Colin Leroy colin at colino.net
Tue Oct 31 21:54:06 JST 2006


On Tue, 31 Oct 2006 13:39:01 +0100 31 Oct 2006 at 13h10, Stefaan A
Eeckels wrote:

Hi, 

> > Probably about the same order of market share as Linux on the
> > desktop, in other words.  
> 
> But surely not all Linux users use IMAP :) 

This was there as a comparison, I didn't want to state that Linux and
IMAP user base is the same, just that, just because it's small, it
doesn't mean it doesn't deserve attention.

> I appreciate that some providers (and Universities) don't do this, but
> then why offering IMAP? I'm really interested in understanding this.

I'm a sysadmin; I have to be able to read my mail at home, preferably
not read again what I've already read at the office, and preferably
with all of the cron mails sorted away, so that I can see only the very
important stuff when I'm at home.

Now, your ssh -X solution doesn't work for me for various reasons, like
no access to the LAN workstations from the VPN. 

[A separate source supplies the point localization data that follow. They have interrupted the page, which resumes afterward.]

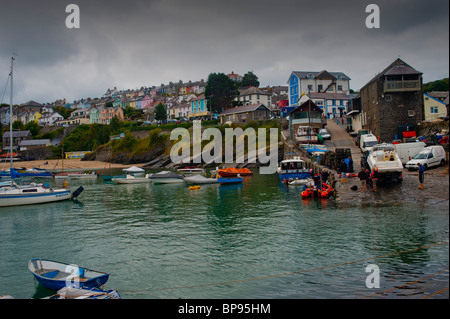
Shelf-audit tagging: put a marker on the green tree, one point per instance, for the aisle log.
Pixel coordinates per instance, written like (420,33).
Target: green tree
(160,112)
(250,79)
(220,91)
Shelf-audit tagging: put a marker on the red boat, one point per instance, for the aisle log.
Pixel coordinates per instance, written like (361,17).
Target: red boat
(230,171)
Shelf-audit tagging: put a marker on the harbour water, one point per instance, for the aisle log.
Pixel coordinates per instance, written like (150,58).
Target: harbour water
(255,240)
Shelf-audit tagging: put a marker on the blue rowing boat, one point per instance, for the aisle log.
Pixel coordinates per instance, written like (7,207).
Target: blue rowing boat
(55,275)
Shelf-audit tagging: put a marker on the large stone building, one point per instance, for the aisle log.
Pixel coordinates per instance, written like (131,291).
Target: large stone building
(392,101)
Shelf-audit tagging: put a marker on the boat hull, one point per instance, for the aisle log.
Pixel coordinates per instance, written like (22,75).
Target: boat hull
(229,180)
(166,180)
(55,275)
(30,199)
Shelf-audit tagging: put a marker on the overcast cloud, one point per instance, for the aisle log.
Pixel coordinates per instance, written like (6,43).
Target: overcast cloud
(129,44)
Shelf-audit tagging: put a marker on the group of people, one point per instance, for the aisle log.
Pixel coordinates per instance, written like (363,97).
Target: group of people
(366,176)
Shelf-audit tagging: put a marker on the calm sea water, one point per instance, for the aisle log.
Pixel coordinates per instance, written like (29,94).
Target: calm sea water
(256,240)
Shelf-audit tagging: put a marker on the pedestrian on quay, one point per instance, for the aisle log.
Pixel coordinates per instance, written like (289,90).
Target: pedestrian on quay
(349,163)
(324,176)
(362,175)
(343,169)
(421,174)
(374,178)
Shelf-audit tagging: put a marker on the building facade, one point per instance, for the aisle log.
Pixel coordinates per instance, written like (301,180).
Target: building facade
(391,100)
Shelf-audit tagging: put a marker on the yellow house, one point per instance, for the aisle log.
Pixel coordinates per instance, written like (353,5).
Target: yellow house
(36,117)
(433,108)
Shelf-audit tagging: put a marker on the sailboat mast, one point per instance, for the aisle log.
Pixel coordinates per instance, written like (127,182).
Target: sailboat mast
(10,117)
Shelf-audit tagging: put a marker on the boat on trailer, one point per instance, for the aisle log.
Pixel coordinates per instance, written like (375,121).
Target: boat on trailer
(56,275)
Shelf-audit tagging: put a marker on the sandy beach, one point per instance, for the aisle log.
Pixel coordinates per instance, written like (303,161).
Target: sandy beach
(69,165)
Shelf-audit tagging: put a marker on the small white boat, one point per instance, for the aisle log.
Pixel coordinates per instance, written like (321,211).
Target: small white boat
(131,179)
(200,179)
(191,170)
(12,194)
(385,159)
(76,175)
(134,169)
(84,293)
(166,177)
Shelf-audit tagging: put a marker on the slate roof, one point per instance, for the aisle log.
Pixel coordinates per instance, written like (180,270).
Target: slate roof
(243,109)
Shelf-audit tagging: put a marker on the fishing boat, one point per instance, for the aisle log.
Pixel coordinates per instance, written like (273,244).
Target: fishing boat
(131,179)
(84,293)
(306,135)
(200,179)
(190,170)
(134,169)
(56,275)
(292,169)
(385,159)
(230,172)
(314,192)
(15,195)
(166,177)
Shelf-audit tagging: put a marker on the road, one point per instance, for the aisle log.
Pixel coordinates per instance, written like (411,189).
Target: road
(341,139)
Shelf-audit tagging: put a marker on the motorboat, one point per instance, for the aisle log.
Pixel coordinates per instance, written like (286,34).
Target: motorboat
(231,171)
(130,179)
(166,177)
(200,179)
(12,194)
(292,169)
(384,158)
(84,293)
(134,169)
(56,275)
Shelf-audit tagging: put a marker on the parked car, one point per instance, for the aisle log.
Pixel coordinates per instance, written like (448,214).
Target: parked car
(324,133)
(367,142)
(428,157)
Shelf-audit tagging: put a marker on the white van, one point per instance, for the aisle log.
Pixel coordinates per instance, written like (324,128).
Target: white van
(367,141)
(430,156)
(407,151)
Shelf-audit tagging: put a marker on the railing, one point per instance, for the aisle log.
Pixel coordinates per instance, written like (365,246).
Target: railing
(397,86)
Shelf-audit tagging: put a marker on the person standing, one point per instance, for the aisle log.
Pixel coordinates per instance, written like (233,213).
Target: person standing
(343,169)
(374,178)
(362,175)
(421,174)
(324,176)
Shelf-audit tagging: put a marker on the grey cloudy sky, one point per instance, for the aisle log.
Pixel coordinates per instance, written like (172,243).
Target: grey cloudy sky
(129,44)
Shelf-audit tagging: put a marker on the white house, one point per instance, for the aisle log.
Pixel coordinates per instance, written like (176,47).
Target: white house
(254,95)
(50,119)
(318,82)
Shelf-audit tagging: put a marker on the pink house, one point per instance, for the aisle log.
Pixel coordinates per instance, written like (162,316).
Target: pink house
(146,101)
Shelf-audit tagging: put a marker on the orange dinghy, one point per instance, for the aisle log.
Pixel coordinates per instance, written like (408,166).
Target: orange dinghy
(325,192)
(230,171)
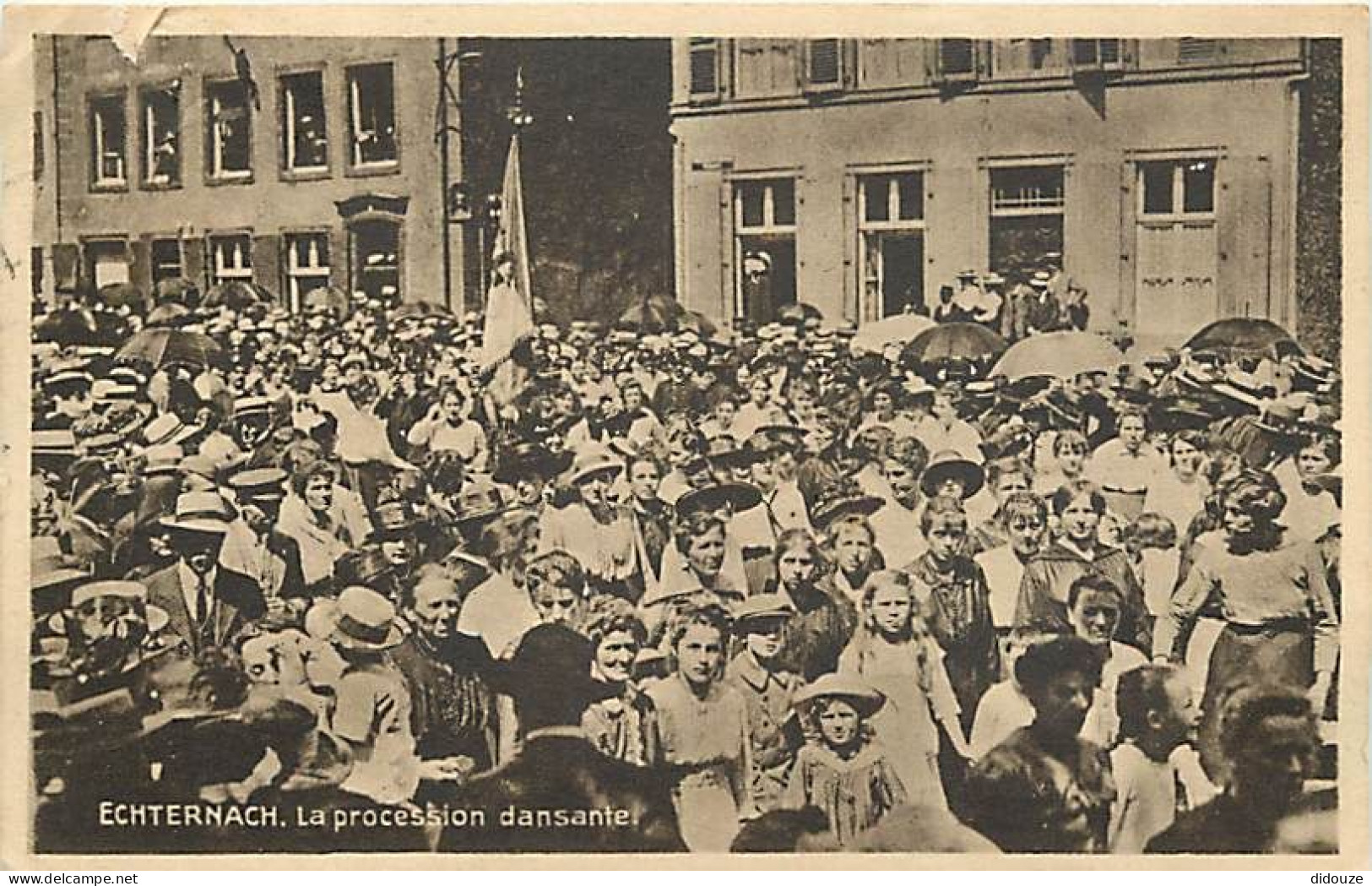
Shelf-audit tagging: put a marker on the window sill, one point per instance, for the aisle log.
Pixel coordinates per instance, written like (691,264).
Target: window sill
(366,171)
(239,178)
(313,173)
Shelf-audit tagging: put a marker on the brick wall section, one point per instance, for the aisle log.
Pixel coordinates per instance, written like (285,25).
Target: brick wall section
(1319,202)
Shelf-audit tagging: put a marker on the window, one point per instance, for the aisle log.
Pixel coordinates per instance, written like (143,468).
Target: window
(1027,209)
(306,265)
(764,247)
(230,258)
(372,114)
(1027,189)
(823,65)
(228,132)
(305,144)
(375,246)
(1093,54)
(704,68)
(109,133)
(165,258)
(891,224)
(958,59)
(1192,50)
(162,136)
(1178,187)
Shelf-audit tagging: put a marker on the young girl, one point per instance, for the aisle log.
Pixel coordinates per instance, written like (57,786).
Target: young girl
(843,769)
(704,731)
(893,652)
(623,726)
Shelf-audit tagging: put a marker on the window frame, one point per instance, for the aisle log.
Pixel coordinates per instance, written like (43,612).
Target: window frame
(285,125)
(1020,211)
(146,182)
(95,142)
(1179,211)
(213,162)
(369,167)
(212,269)
(296,299)
(153,259)
(717,47)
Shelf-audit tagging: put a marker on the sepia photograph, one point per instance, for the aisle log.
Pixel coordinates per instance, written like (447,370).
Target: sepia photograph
(777,443)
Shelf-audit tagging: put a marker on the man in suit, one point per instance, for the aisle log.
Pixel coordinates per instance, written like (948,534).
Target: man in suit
(603,804)
(254,546)
(206,602)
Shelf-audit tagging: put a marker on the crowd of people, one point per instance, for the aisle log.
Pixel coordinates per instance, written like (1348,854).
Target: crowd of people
(753,590)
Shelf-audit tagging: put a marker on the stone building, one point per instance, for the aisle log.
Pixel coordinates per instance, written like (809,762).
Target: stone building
(862,175)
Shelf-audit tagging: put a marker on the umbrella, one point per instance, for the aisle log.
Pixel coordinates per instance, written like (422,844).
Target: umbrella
(160,346)
(1242,335)
(697,323)
(654,313)
(952,342)
(899,328)
(69,327)
(173,290)
(1058,354)
(168,314)
(122,295)
(328,299)
(799,312)
(236,295)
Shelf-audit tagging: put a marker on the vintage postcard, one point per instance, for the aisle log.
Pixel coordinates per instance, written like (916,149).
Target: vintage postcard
(917,432)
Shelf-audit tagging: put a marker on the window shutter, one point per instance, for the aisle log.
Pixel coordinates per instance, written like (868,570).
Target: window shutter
(66,266)
(140,269)
(193,258)
(704,69)
(958,59)
(267,262)
(1196,50)
(823,63)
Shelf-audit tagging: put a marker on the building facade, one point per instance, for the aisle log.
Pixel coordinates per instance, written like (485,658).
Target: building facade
(285,162)
(862,175)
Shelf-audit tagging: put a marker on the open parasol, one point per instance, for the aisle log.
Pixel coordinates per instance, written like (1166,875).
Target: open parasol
(160,346)
(1242,335)
(946,342)
(1058,354)
(897,329)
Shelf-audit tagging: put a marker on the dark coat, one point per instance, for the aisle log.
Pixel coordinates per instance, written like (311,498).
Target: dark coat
(561,771)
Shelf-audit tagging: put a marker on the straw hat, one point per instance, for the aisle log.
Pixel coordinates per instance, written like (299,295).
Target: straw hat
(364,620)
(851,688)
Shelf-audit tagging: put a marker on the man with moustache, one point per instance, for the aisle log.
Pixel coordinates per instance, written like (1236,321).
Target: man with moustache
(452,707)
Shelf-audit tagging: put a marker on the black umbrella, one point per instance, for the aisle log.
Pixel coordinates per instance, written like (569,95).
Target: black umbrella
(1242,336)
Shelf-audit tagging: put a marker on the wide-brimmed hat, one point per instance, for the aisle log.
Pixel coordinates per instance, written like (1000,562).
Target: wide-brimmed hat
(841,499)
(366,620)
(258,483)
(550,661)
(529,457)
(713,498)
(393,520)
(201,512)
(593,459)
(168,428)
(849,688)
(763,606)
(164,459)
(950,464)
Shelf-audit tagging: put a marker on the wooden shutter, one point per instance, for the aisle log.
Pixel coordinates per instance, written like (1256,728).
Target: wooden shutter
(140,266)
(267,262)
(193,262)
(1244,215)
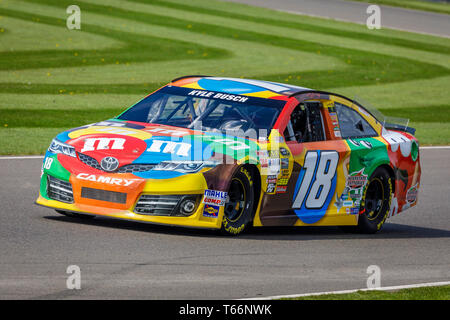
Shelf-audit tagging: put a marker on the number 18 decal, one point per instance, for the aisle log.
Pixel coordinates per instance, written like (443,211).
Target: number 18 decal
(315,185)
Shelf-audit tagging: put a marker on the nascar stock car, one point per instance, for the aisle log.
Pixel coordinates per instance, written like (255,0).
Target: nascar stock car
(225,153)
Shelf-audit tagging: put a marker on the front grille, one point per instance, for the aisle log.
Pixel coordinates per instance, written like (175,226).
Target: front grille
(89,161)
(128,168)
(157,205)
(104,195)
(59,190)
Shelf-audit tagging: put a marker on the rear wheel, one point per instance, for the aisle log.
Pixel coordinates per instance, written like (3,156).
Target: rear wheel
(75,215)
(375,202)
(238,210)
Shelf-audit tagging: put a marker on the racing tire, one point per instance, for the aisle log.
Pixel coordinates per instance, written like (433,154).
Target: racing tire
(375,202)
(75,215)
(238,210)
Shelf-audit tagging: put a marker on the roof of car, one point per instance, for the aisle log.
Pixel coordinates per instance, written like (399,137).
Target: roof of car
(248,87)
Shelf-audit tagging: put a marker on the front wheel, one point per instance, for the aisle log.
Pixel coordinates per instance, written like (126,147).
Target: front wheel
(238,210)
(375,202)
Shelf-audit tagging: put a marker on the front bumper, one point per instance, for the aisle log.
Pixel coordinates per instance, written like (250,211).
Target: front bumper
(189,184)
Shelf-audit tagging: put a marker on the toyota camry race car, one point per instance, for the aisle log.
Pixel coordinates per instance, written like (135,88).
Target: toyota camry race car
(225,153)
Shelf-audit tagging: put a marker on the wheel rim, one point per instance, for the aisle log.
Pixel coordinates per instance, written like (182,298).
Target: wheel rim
(374,199)
(235,205)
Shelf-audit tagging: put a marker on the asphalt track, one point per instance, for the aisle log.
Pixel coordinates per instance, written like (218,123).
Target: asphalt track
(391,17)
(128,260)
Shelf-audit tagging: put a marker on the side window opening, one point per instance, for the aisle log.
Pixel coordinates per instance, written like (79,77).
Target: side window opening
(352,124)
(306,123)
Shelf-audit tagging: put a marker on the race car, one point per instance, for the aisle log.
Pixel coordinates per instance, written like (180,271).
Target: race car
(227,154)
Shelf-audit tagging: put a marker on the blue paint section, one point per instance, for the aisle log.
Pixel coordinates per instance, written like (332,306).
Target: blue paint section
(159,174)
(63,136)
(308,215)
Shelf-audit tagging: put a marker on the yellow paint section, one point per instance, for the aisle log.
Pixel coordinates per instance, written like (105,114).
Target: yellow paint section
(193,85)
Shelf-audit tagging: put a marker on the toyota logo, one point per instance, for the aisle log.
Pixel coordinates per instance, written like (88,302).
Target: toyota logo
(109,164)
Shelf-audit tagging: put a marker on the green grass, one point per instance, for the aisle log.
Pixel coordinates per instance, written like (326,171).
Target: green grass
(439,7)
(52,78)
(425,293)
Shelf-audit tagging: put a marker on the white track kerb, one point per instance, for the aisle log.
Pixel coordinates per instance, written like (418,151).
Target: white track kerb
(410,286)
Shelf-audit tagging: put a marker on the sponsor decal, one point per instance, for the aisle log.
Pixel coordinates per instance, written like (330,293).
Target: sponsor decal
(48,163)
(357,179)
(107,180)
(274,165)
(211,211)
(347,203)
(271,188)
(363,143)
(272,180)
(284,163)
(285,152)
(109,164)
(178,148)
(214,197)
(170,132)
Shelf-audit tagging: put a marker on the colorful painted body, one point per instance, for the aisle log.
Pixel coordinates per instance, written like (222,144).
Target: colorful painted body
(296,183)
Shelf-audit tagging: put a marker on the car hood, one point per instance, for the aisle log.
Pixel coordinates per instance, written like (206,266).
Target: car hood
(134,142)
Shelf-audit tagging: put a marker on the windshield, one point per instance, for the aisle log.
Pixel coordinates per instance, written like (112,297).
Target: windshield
(206,111)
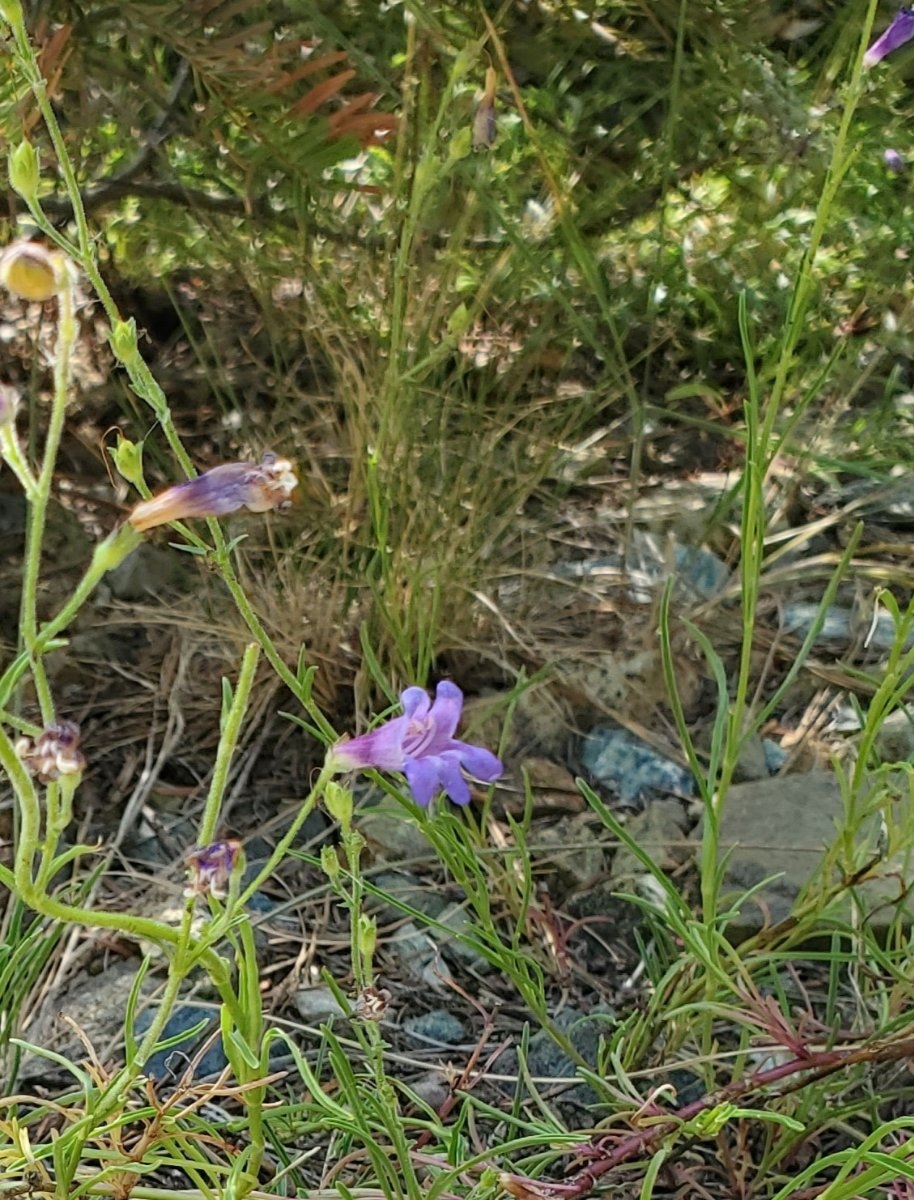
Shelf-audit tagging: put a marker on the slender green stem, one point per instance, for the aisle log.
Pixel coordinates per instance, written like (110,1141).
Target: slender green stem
(228,744)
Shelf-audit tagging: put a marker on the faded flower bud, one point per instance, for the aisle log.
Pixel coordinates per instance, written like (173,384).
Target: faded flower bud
(122,339)
(31,271)
(54,753)
(210,869)
(24,172)
(338,803)
(372,1003)
(127,457)
(215,493)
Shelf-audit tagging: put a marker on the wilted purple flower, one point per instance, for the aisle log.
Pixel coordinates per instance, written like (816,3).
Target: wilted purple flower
(8,403)
(421,745)
(900,31)
(54,753)
(211,869)
(894,162)
(220,491)
(30,271)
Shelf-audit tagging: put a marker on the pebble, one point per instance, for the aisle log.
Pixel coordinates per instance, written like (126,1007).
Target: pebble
(629,767)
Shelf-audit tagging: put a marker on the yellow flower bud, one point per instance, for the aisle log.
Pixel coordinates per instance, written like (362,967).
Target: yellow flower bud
(24,172)
(30,271)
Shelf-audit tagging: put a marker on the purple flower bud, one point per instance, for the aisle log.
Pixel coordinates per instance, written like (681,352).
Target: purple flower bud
(421,745)
(220,491)
(900,31)
(210,868)
(54,753)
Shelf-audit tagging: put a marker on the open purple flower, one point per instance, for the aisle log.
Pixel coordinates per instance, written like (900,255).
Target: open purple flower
(900,31)
(215,493)
(421,745)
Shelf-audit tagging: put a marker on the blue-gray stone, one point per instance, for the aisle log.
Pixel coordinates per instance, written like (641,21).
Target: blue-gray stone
(629,767)
(437,1026)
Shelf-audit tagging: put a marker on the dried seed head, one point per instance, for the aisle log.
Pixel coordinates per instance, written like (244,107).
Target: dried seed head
(54,753)
(8,403)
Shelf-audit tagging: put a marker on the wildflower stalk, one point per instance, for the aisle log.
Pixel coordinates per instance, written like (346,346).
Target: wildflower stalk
(228,744)
(41,495)
(140,377)
(107,555)
(762,444)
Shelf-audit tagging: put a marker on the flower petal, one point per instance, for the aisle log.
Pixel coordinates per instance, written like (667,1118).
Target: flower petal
(452,780)
(382,748)
(424,780)
(415,702)
(479,762)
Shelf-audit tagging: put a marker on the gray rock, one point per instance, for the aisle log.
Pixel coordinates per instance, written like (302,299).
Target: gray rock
(841,627)
(438,1026)
(660,829)
(698,574)
(176,1061)
(895,738)
(779,829)
(433,941)
(569,850)
(148,571)
(431,1090)
(629,767)
(316,1005)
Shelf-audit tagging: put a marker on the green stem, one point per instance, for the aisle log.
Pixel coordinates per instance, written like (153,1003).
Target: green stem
(228,744)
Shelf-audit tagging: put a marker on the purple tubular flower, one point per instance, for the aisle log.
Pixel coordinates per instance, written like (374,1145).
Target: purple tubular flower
(421,745)
(900,31)
(215,493)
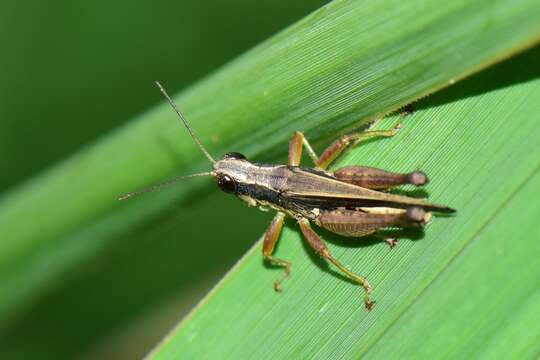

Besides, IMAP is certainly faster than ssh -X'ing some host behind an
ADSL line.

To quote another of your mail:

> unless one really, really needs
> that central mail store POP3 is faster, easier and more reliable.

faster, yes, but not awfully slower either (talking about a good IMAP
implementation, of course)
easier, no, there's no difference, the folders look the same and the
filtering does too
more reliable, definitely not, as people can't seem to be able to backup
anything correctly, whereas sysadmins handling mail servers loaded with
multiple-years-old mailboxes tend to perform better than the average
user :-)

Anyway, maybe it's just that IMAP is geared towards the power user, and
Sylpheed's user-friendliness is incompatible with power-user features.